Strange Survivors: How Organisms Attack and Defend in the Game of Life by One R. Pagan. I love books about weird biology. Whether it's about fungi that can turn ants into zombies, how lobsters have sex, or the resurgence of bedbugs, I eat that sort of thing up with a spoon. I just adore collecting gross trivia and fascinating tidbits about animals, plants, and all the other forms of life on Earth.

Strange Survivors is an excellent example of this genre I've just invented, this time focusing on how predators predate and how prey escapes. Each chapter is themed around a particular method: producing or detecting electricity, toxins and venoms, speed (less cheetahs and falcons and more the nanoseconds it takes a jellyfish to sting or the bullet-like force delivered by a mantis shrimp as it smashes a shell), and cooperation (such as slime molds banding together to form a larger organism or bees killing much larger hornets by swarming them). Pagan delivers a huge array of excellently weird biology. I don't want to turn this review into a long list of examples, so I'll restrain myself to just one, my favorite new fact: did you know that there is a genus of spiders that spit their webs at their victims, and the webs themselves contain venom!?!? If you, like me, think spitting spiders armed with sticky-venom-nets is a super cool fact, Strange Survivors is the book for you.

I do have some minor critiques. It's a fairly short book (170 pages of text), made shorter by the fact that Pagan chooses to spend the first two chapters on the basics of evolution and DNA. These chapters are well-written, but I think most of the potential audience for a book like this already has a general understanding of those topics and just wants to get to the weird biology facts. Certainly I did! Pagan also has perhaps a bit too much fondness for exclamation points, but overall I enjoyed his enthusiastic and conversational style.
I read this as an ARC via NetGalley.


What are you currently reading?
Ancillary Sword by Ann Leckie. YES I'M NOW ADDICTED TO THIS SERIES.

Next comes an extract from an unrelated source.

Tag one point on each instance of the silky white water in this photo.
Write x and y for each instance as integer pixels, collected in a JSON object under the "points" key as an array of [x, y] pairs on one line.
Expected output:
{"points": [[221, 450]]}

Date: 2018-03-15 01:11 am (UTC)
sovay: (Haruspex: Autumn War)
From: [personal profile] sovay
slime molds banding together to form a larger organism

I did one of my two favorite high school science projects on cellular slime mold. It still makes me happy.

did you know that there is a genus of spiders that spit their webs at their victims, and the webs themselves contain venom!?!?

I did not know that; that's delightful. I just found out last night about the Iberian ribbed newt, which can puncture you with the sharp poisoned tips of its own extruded ribs.